Forde Days of Purpose

I can’t put this down.  Gerhard Forde’s interaction with Luther’s Heidelberg Disputation is now one of my must-reads for preparing men for eldership.  Read Calvin’s Institutes first and then this.  Most modern church “leadership” books seek to empower men for ministry.  Luther (and Forde) seek to kill them for it.  Dead men make better gospel preachers.

Thesis 22 of the Disputation reads, “That wisdom which perceives the invisible things of God by thinking in terms of works completely puffs up, blinds, and hardens.”

Forde comments on pp92-93:

Religiously we like to look on ourselves as potential spiritual athletes desperately trying to make God’s team, having perhaps just a little problem or two with the training rules.  We have a thirst for glory.  We feel a certain uneasiness of conscience or even resentment within when the categorical totality of the action of God begins to dawn on us.  We are always tempted to return to the safety and assurance of doing something anyway.  Generally, it is to be suspected, that is all we planned to do, a little something.  But to surrender the “wisdom” of law and works, or better, to have it taken away, is the first indication of what it means to be crucified with Christ.

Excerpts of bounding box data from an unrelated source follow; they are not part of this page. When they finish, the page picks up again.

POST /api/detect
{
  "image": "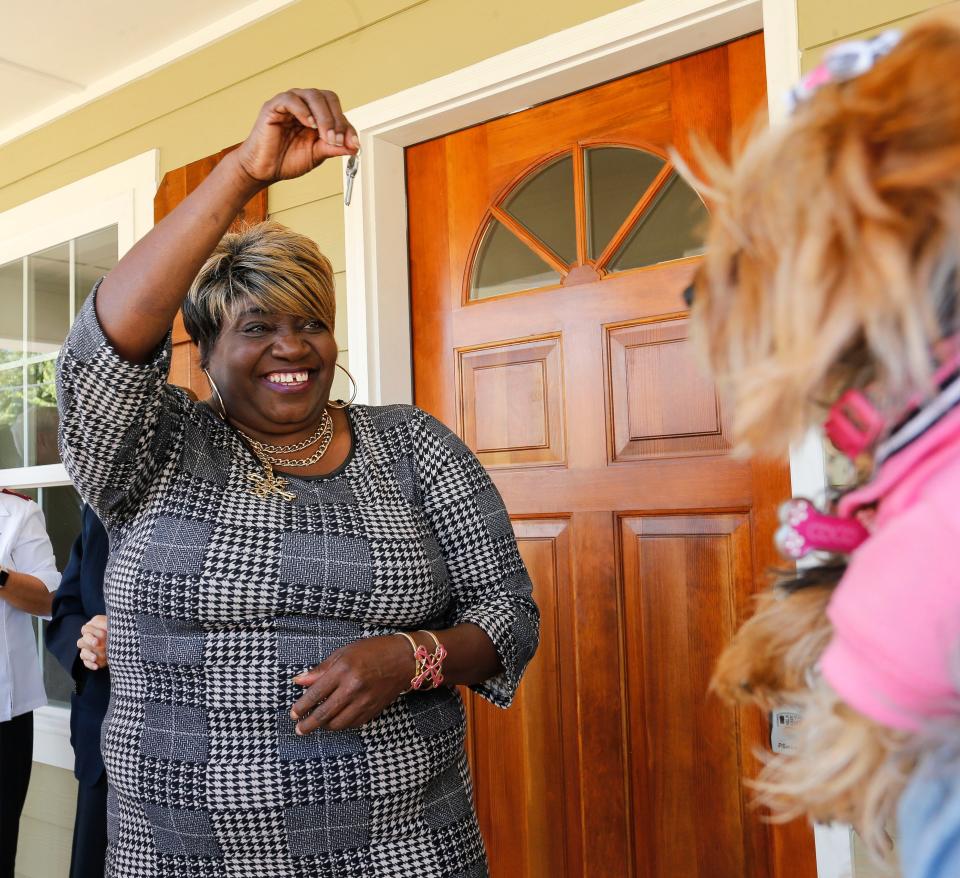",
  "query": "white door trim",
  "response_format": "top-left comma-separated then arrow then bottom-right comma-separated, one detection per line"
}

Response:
344,0 -> 852,878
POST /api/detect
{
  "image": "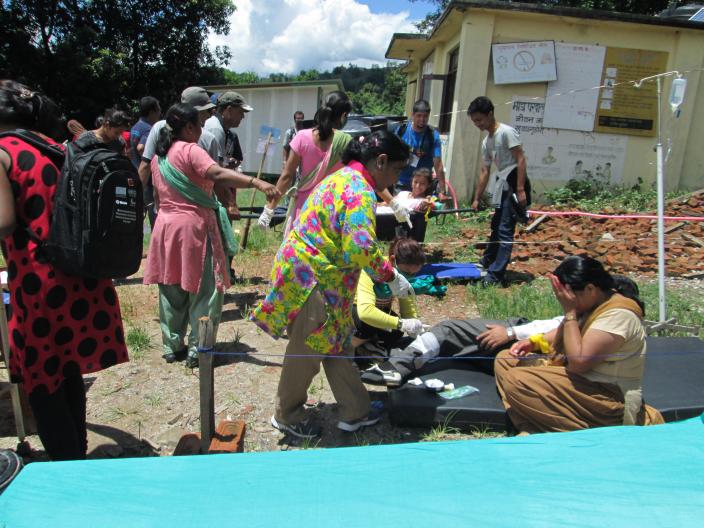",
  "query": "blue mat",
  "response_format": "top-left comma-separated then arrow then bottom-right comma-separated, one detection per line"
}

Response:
418,262 -> 482,280
0,417 -> 704,528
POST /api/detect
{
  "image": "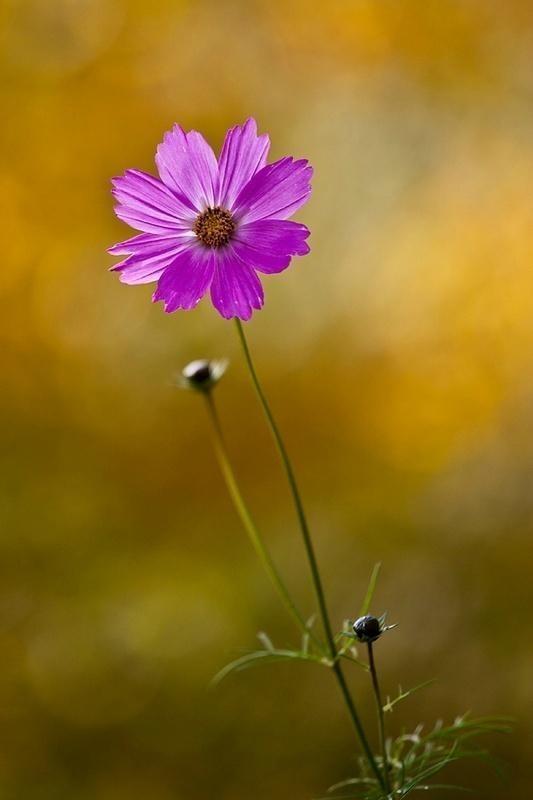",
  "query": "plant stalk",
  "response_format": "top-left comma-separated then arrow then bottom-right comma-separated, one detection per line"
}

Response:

Though beyond Forde’s scope in the book, the “little something” in Baptist life often takes the form of altar calls, sinners’ prayers, church membership and (strangely!) baptism.  The gospel’s demand for repentance and faith is nothing less than the demand for death and resurrection.  Bonhoeffer (another sturdy Lutheran!) wrote famously, “When Christ calls a man, he bids him come and die” (The Cost of Discipleship).  And we don’t like leaving people to die.

We want them to come down here.  Pray this. Do that.  Do something, anything (but not too much) so that we have something to show for the effort.  Yet, Jesus left Nicodemus in his “night” (Jn 3.1-15).  He watched the young ruler walk away sad with his bulging pockets (Mt 19.21).  They must be left to die if they are to live.

Forde concludes (p102):

The theologian of glory finally is “frightened to death,” if one may so speak.  The terror is in the fact that the end of sin has come and the Old Adam and Eve can no longer survive.  Then one is a candidate for being born anew.  That is the gateway to being saved by the creative righteousness of God.